I was at this queer techno rave recently. I hadn’t been to one in a while and it felt like a transcendental experience. I was drifting through this sea of people. The steamy air was almost like fog and there was just very dim light, mostly red and sometimes flashings of blue. It was hard to really see things in detail. In this situation everybody looked very muscular, masculine and hot. Every other guy looked for a brief, subjective moment like my boyfriend.
Getting into the Music
My mind was circulating through different stages: falling into the music, disassociation, closing my eyes and seeing geometric or fractal patterns - similar to the plant leaves from the lego set that I was playing with earlier. This stage felt similar to meditation: at peace, in resonance, good and complete by myself, not minding the outside world and the rest of life. It was easier for me to experience this with eyes closed, because some peoples’ movements around me or guys vigorously kissing could throw me a bit off. Though I didn’t want to shut myself visually completely off like that, so I started experimenting with my eyes open: defocussing and just letting the visuals come a move projected onto a screen, but not disturb me.
Thinking Noise
This evening my hearing was oversensitive, I could seemingly hear everyone talk, everywhere, relentlessly, as if right next to my ear. Although I didn’t really understand it word by word, it was more like a massive collection of noise competing with the music. Did some people come there to have a conversation? Then my mind started to ruminate more, losing the connection to the music. I was not just being there by myself, I got caught up in contemplating all the social aspects of being human and being there. I tried to imagine the perspective of how I appear being there as perceived by other people. How I look to them. What my movements are like in their eyes. Even why I am there and what I am after. Whether it’s for similar reasons and with a similar mindset as other people or not. Whether being there makes me connected to them by this shared experience or if that doesn’t mean much. I noticed the fact itself that I started to think so much and then wondered if that happens to people too. Do they also wonder how other people perceive them?
Switching Back
And after getting in a more and more overthinking state of mind, suddenly a different voice in my head told me: damn all this mind chatter! If it was just quiet inside this head. You’re here. Your mind is expanding, getting out of your everyday stuff… but you have not found enlightenment yet, if you’re still thinking all this nonsense for which there is no need right here and now.

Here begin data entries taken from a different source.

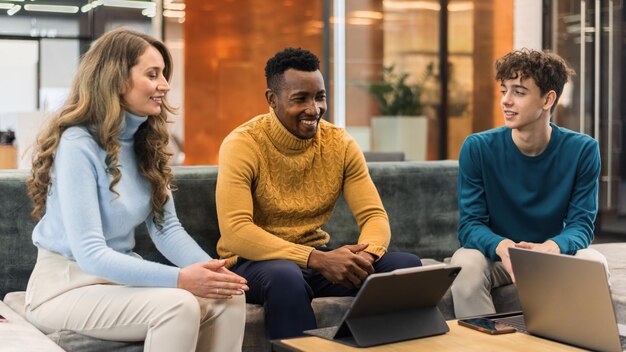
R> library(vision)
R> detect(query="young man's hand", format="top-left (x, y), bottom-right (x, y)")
top-left (308, 243), bottom-right (374, 288)
top-left (515, 240), bottom-right (561, 254)
top-left (496, 239), bottom-right (517, 283)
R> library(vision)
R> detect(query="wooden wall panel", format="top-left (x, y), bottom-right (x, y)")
top-left (184, 0), bottom-right (323, 165)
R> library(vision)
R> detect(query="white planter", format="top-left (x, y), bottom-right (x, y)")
top-left (372, 116), bottom-right (428, 160)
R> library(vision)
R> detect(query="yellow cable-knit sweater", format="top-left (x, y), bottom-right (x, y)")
top-left (216, 109), bottom-right (390, 267)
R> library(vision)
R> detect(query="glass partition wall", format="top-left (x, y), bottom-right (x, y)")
top-left (544, 0), bottom-right (626, 236)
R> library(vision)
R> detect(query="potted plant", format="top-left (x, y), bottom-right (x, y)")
top-left (369, 64), bottom-right (433, 160)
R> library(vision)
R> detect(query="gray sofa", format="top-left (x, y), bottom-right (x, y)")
top-left (0, 161), bottom-right (626, 351)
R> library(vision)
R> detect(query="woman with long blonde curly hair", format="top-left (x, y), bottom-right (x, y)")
top-left (26, 29), bottom-right (248, 351)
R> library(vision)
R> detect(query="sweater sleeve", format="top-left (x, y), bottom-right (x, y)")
top-left (146, 192), bottom-right (211, 268)
top-left (215, 133), bottom-right (313, 268)
top-left (551, 138), bottom-right (600, 254)
top-left (343, 139), bottom-right (391, 258)
top-left (53, 137), bottom-right (179, 287)
top-left (457, 136), bottom-right (505, 260)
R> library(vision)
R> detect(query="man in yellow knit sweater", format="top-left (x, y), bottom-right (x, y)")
top-left (216, 48), bottom-right (421, 339)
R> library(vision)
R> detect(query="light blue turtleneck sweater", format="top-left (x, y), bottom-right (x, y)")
top-left (33, 113), bottom-right (211, 287)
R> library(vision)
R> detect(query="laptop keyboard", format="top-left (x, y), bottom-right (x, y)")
top-left (492, 314), bottom-right (528, 334)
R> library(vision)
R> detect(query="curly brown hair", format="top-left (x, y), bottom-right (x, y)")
top-left (27, 28), bottom-right (174, 227)
top-left (496, 48), bottom-right (576, 113)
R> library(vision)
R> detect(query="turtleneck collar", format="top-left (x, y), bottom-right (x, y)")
top-left (120, 111), bottom-right (148, 140)
top-left (268, 107), bottom-right (319, 152)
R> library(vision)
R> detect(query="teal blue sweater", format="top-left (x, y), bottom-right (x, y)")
top-left (458, 124), bottom-right (600, 260)
top-left (33, 113), bottom-right (211, 287)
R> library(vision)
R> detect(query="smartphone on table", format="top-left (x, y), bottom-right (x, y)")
top-left (459, 318), bottom-right (517, 335)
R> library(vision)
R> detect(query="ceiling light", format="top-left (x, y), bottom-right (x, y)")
top-left (350, 10), bottom-right (384, 20)
top-left (24, 4), bottom-right (78, 13)
top-left (163, 10), bottom-right (185, 18)
top-left (163, 2), bottom-right (185, 11)
top-left (141, 8), bottom-right (156, 17)
top-left (383, 0), bottom-right (441, 11)
top-left (7, 5), bottom-right (22, 16)
top-left (102, 0), bottom-right (156, 9)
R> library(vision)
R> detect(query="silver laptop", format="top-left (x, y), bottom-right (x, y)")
top-left (304, 264), bottom-right (461, 347)
top-left (504, 248), bottom-right (624, 351)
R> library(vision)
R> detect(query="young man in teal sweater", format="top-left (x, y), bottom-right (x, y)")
top-left (452, 49), bottom-right (606, 318)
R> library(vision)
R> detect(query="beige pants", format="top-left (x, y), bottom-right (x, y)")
top-left (451, 248), bottom-right (609, 319)
top-left (26, 249), bottom-right (246, 352)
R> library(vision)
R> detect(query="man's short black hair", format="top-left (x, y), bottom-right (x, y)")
top-left (265, 48), bottom-right (320, 92)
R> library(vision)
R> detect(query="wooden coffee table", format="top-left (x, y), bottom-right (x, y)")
top-left (272, 320), bottom-right (583, 352)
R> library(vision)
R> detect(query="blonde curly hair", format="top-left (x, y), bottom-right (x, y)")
top-left (27, 28), bottom-right (174, 226)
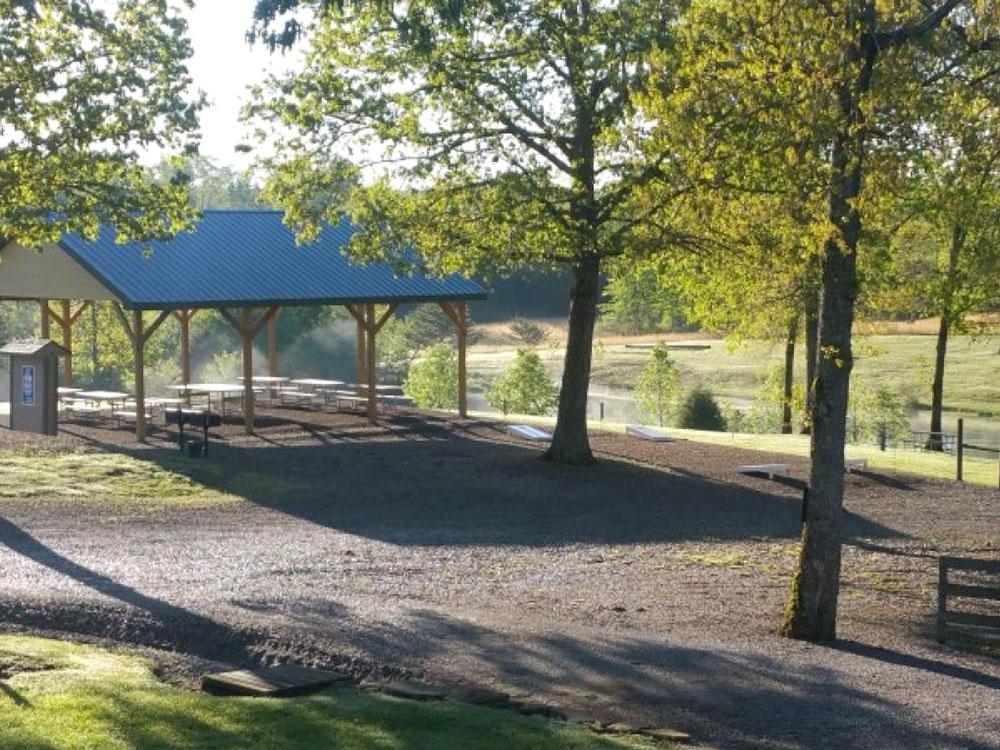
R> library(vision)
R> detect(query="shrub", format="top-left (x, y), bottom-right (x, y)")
top-left (678, 386), bottom-right (726, 432)
top-left (510, 318), bottom-right (547, 346)
top-left (403, 344), bottom-right (458, 409)
top-left (486, 349), bottom-right (556, 414)
top-left (635, 344), bottom-right (678, 427)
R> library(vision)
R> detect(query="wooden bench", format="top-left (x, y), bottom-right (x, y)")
top-left (507, 424), bottom-right (552, 442)
top-left (937, 557), bottom-right (1000, 643)
top-left (625, 424), bottom-right (674, 443)
top-left (734, 464), bottom-right (792, 479)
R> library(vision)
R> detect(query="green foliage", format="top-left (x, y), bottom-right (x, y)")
top-left (486, 349), bottom-right (556, 414)
top-left (635, 343), bottom-right (680, 426)
top-left (509, 318), bottom-right (548, 346)
top-left (0, 0), bottom-right (201, 245)
top-left (601, 263), bottom-right (685, 335)
top-left (745, 364), bottom-right (805, 433)
top-left (403, 344), bottom-right (458, 409)
top-left (848, 382), bottom-right (911, 443)
top-left (377, 305), bottom-right (455, 382)
top-left (677, 386), bottom-right (726, 432)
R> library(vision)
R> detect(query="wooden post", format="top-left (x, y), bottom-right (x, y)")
top-left (240, 307), bottom-right (254, 435)
top-left (455, 302), bottom-right (469, 419)
top-left (351, 305), bottom-right (368, 396)
top-left (365, 305), bottom-right (378, 424)
top-left (937, 558), bottom-right (948, 643)
top-left (59, 299), bottom-right (73, 388)
top-left (132, 309), bottom-right (146, 443)
top-left (955, 417), bottom-right (965, 482)
top-left (267, 315), bottom-right (278, 378)
top-left (175, 310), bottom-right (194, 385)
top-left (38, 299), bottom-right (52, 339)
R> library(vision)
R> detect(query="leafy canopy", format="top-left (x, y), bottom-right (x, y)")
top-left (0, 0), bottom-right (201, 245)
top-left (247, 0), bottom-right (687, 271)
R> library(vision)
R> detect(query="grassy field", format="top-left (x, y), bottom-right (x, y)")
top-left (469, 327), bottom-right (1000, 417)
top-left (0, 636), bottom-right (653, 750)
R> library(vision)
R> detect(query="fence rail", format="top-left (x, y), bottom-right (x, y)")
top-left (937, 557), bottom-right (1000, 643)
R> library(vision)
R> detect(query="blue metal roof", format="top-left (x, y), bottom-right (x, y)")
top-left (60, 211), bottom-right (486, 309)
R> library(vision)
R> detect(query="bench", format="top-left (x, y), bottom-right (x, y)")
top-left (734, 464), bottom-right (792, 479)
top-left (507, 424), bottom-right (552, 442)
top-left (937, 557), bottom-right (1000, 643)
top-left (844, 458), bottom-right (868, 474)
top-left (625, 424), bottom-right (674, 443)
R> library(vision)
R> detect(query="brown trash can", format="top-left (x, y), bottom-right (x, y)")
top-left (0, 339), bottom-right (69, 435)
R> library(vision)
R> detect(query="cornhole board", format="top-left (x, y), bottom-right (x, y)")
top-left (625, 424), bottom-right (674, 443)
top-left (201, 664), bottom-right (348, 698)
top-left (735, 464), bottom-right (792, 479)
top-left (507, 424), bottom-right (552, 441)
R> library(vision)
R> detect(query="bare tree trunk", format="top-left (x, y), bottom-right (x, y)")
top-left (545, 254), bottom-right (601, 464)
top-left (781, 30), bottom-right (878, 641)
top-left (781, 314), bottom-right (799, 435)
top-left (802, 281), bottom-right (819, 435)
top-left (926, 224), bottom-right (965, 451)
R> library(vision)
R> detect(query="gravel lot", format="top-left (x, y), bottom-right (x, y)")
top-left (0, 411), bottom-right (1000, 748)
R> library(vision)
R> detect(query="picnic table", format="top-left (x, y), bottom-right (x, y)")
top-left (167, 383), bottom-right (243, 416)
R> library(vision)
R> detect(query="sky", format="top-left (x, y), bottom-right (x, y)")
top-left (185, 0), bottom-right (291, 169)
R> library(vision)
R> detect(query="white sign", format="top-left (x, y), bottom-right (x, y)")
top-left (21, 365), bottom-right (35, 406)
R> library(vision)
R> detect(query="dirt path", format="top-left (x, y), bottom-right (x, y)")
top-left (0, 416), bottom-right (1000, 748)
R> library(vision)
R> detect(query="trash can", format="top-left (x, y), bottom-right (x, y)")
top-left (0, 339), bottom-right (69, 435)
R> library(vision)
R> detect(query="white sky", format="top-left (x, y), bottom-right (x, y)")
top-left (185, 0), bottom-right (294, 168)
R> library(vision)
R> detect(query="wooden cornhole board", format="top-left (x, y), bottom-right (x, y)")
top-left (201, 664), bottom-right (348, 698)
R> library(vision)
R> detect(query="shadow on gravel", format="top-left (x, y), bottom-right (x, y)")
top-left (350, 610), bottom-right (998, 750)
top-left (0, 516), bottom-right (260, 661)
top-left (76, 419), bottom-right (904, 546)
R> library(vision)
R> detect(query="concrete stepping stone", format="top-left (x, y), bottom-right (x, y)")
top-left (201, 664), bottom-right (349, 698)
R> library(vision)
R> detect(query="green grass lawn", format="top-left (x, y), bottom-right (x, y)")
top-left (0, 636), bottom-right (655, 750)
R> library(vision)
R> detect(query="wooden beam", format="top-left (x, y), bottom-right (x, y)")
top-left (69, 300), bottom-right (91, 323)
top-left (438, 302), bottom-right (469, 419)
top-left (174, 310), bottom-right (195, 385)
top-left (111, 302), bottom-right (135, 344)
top-left (365, 305), bottom-right (378, 424)
top-left (133, 303), bottom-right (147, 443)
top-left (142, 310), bottom-right (170, 344)
top-left (59, 299), bottom-right (73, 388)
top-left (38, 299), bottom-right (51, 339)
top-left (240, 307), bottom-right (254, 435)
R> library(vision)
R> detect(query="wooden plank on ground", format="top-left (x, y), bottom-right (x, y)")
top-left (201, 664), bottom-right (348, 698)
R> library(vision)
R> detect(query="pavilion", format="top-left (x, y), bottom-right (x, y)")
top-left (0, 210), bottom-right (486, 441)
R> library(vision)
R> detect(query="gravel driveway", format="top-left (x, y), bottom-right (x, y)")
top-left (0, 416), bottom-right (1000, 748)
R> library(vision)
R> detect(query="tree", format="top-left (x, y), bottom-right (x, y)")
top-left (247, 0), bottom-right (696, 463)
top-left (601, 260), bottom-right (686, 334)
top-left (635, 344), bottom-right (679, 427)
top-left (486, 349), bottom-right (556, 414)
top-left (0, 0), bottom-right (201, 246)
top-left (403, 344), bottom-right (458, 409)
top-left (663, 0), bottom-right (1000, 640)
top-left (677, 386), bottom-right (726, 432)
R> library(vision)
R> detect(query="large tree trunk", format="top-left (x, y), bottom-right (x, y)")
top-left (802, 280), bottom-right (819, 435)
top-left (545, 254), bottom-right (601, 464)
top-left (926, 224), bottom-right (965, 451)
top-left (781, 315), bottom-right (799, 435)
top-left (781, 33), bottom-right (878, 641)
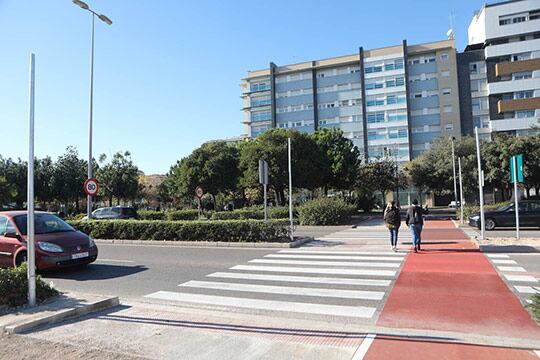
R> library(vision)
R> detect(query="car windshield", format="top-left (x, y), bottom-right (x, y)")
top-left (15, 214), bottom-right (75, 235)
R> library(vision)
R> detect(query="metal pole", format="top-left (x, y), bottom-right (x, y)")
top-left (86, 12), bottom-right (96, 221)
top-left (474, 127), bottom-right (486, 240)
top-left (452, 138), bottom-right (458, 215)
top-left (287, 138), bottom-right (293, 232)
top-left (512, 156), bottom-right (519, 240)
top-left (458, 157), bottom-right (464, 225)
top-left (26, 54), bottom-right (36, 306)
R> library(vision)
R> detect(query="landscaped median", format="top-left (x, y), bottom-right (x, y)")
top-left (69, 220), bottom-right (290, 242)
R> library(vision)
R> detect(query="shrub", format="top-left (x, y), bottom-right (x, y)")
top-left (0, 263), bottom-right (59, 306)
top-left (298, 198), bottom-right (356, 225)
top-left (69, 220), bottom-right (289, 242)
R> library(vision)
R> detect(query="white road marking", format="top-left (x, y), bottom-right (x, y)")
top-left (514, 285), bottom-right (540, 294)
top-left (279, 250), bottom-right (406, 257)
top-left (96, 259), bottom-right (135, 263)
top-left (265, 254), bottom-right (404, 261)
top-left (206, 272), bottom-right (392, 286)
top-left (145, 291), bottom-right (376, 318)
top-left (491, 260), bottom-right (517, 265)
top-left (351, 334), bottom-right (376, 360)
top-left (497, 266), bottom-right (527, 272)
top-left (503, 274), bottom-right (538, 283)
top-left (178, 280), bottom-right (384, 300)
top-left (230, 265), bottom-right (396, 276)
top-left (248, 259), bottom-right (399, 268)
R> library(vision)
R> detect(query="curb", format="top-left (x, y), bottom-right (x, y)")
top-left (94, 236), bottom-right (313, 248)
top-left (0, 296), bottom-right (120, 334)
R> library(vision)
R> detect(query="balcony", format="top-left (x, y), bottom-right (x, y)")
top-left (495, 58), bottom-right (540, 76)
top-left (497, 97), bottom-right (540, 114)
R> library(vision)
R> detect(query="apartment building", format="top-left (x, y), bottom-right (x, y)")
top-left (458, 0), bottom-right (540, 139)
top-left (241, 40), bottom-right (461, 162)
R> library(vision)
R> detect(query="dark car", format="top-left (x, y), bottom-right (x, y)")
top-left (469, 200), bottom-right (540, 230)
top-left (86, 206), bottom-right (139, 220)
top-left (0, 211), bottom-right (98, 270)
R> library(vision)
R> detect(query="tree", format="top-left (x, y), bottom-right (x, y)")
top-left (240, 129), bottom-right (328, 204)
top-left (49, 146), bottom-right (87, 212)
top-left (97, 151), bottom-right (140, 206)
top-left (311, 128), bottom-right (360, 194)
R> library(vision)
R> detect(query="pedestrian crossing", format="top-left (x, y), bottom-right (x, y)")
top-left (145, 246), bottom-right (407, 322)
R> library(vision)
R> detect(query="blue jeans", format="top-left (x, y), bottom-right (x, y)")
top-left (388, 228), bottom-right (399, 247)
top-left (409, 224), bottom-right (423, 247)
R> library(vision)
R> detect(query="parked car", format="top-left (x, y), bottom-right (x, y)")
top-left (469, 200), bottom-right (540, 230)
top-left (0, 211), bottom-right (98, 270)
top-left (83, 206), bottom-right (139, 220)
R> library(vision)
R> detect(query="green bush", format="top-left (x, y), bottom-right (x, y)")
top-left (69, 220), bottom-right (289, 242)
top-left (458, 201), bottom-right (512, 220)
top-left (298, 197), bottom-right (356, 225)
top-left (0, 263), bottom-right (59, 306)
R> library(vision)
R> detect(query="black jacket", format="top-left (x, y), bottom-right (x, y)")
top-left (405, 205), bottom-right (426, 226)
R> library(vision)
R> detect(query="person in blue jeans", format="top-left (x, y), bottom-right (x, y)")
top-left (384, 201), bottom-right (401, 251)
top-left (405, 199), bottom-right (427, 252)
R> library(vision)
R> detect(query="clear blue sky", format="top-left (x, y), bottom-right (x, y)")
top-left (0, 0), bottom-right (482, 174)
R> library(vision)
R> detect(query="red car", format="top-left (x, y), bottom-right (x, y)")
top-left (0, 211), bottom-right (98, 270)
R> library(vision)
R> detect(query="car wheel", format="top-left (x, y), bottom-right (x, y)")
top-left (486, 219), bottom-right (496, 230)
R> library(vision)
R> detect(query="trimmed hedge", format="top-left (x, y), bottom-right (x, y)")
top-left (298, 198), bottom-right (356, 225)
top-left (0, 263), bottom-right (59, 306)
top-left (212, 206), bottom-right (296, 220)
top-left (69, 220), bottom-right (289, 242)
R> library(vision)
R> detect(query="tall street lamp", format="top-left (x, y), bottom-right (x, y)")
top-left (73, 0), bottom-right (112, 220)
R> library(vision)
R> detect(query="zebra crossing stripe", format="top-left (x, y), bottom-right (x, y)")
top-left (206, 272), bottom-right (392, 286)
top-left (279, 250), bottom-right (406, 257)
top-left (265, 254), bottom-right (402, 261)
top-left (230, 265), bottom-right (396, 276)
top-left (248, 259), bottom-right (399, 268)
top-left (145, 291), bottom-right (376, 318)
top-left (178, 280), bottom-right (384, 300)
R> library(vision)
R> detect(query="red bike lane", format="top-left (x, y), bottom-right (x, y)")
top-left (365, 221), bottom-right (540, 360)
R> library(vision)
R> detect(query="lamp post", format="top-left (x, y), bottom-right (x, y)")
top-left (73, 0), bottom-right (112, 221)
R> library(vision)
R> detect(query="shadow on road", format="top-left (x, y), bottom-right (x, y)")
top-left (42, 264), bottom-right (148, 281)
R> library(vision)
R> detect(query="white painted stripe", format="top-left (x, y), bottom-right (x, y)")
top-left (178, 280), bottom-right (384, 300)
top-left (503, 274), bottom-right (538, 283)
top-left (265, 254), bottom-right (404, 261)
top-left (206, 272), bottom-right (392, 286)
top-left (491, 260), bottom-right (517, 265)
top-left (248, 259), bottom-right (399, 269)
top-left (514, 285), bottom-right (540, 294)
top-left (231, 265), bottom-right (396, 276)
top-left (497, 266), bottom-right (527, 272)
top-left (351, 334), bottom-right (376, 360)
top-left (279, 250), bottom-right (406, 257)
top-left (145, 291), bottom-right (376, 318)
top-left (486, 254), bottom-right (509, 259)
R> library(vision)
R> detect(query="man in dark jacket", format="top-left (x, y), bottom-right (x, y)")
top-left (405, 199), bottom-right (427, 252)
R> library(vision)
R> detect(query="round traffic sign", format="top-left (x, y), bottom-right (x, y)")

So I tried to let go. And fell back into the music and enjoyed it for a bit.
I went through several cycles between these different states that night.
The Third State
Another state was driven by an undercurrent of horniness and hunting instinct: all these hot guys here. I want to have some fun with someone. So a few times I went roaming around. There were people giving me interested and intense looks, but somehow no one spoke to me, so I was passing by. And - seemingly - within just a split second those people would then be kissing a random other person. Crazy how quick they clicked. Sometimes I thought just being there, just trying to feel myself and be my presence, would attract interesting experiences and connections. But maybe my truth for that night was that I didn’t want any of that really. Perceiving many people seemingly resembling my partner might just be a sign that I didn’t want somebody else.
Another time I was at a similar party: it was smaller, and I ran into somebody on the stairs who gave me a compliment for my clothes and there was a spark and tension in that moment. But I was not in an agreement to make out with other people then, so I returned the compliment friendly and moved on. In a way I hoped to experience this again now, maybe even the same guy. But it just all felt different then. And this here is just too big, too many people and too steamy.
What Do Other People Do?
I wondered if some other people are also just wandering around and switching states between feeling a bit lost and connecting with the music. I guess a lot of people were more social though. Sometimes I ran into people from my friend group: we would give each other nods and smiles and stay dancing together for a moment until dispersing again.
At some point I even thought the place is like slaughterhouse for pigs (maybe not so much the slaughtering part, but the being penned up part). When this thought entered my head, I knew it would soon be time to leave, I would not enjoy this more than I already did.
The slaughterhouse is an odd comparison, but a few days later somebody pointed out to me where it came from: I had watched Spirited Away recently where humans turn into pigs and monsters come to a bathhouse, that must have subconsciously inspired me.
Back to Reality
The world looked a bit different when stepping out. Compared to the dim light and steam inside, the SOMA street at night looked crisp, bright and calm (a rare impression of SOMA streets). There were a bunch of homeless people and junkies right around and I thought what a weird world we live in where this is right next to each other.
I went home in a Waymo, because I was looking forward to just being by myself in a cabin with no other humans. At home I took forever to work myself from the back stairs, laundry room and kitchen to the bathroom. I got naked and stood on the landing of the back stairs and stared into the sky for an eternity.
Personal After Party
I wanted to drink water, turned on the tap and as water was running on my fingers, I just looked at the flow of water for minutes and tried to arrange my hands in such a way that the water would make a pleasant noise when dripping down from one hand to the other to the sink. Something in me decided to go into a weird stretch pose and put my leg onto the kitchen counter and hang out like this in front of the water running down my hands.
Eventually I made it to bed and kissed my boyfriend in his sleep and I was very happy that he was there.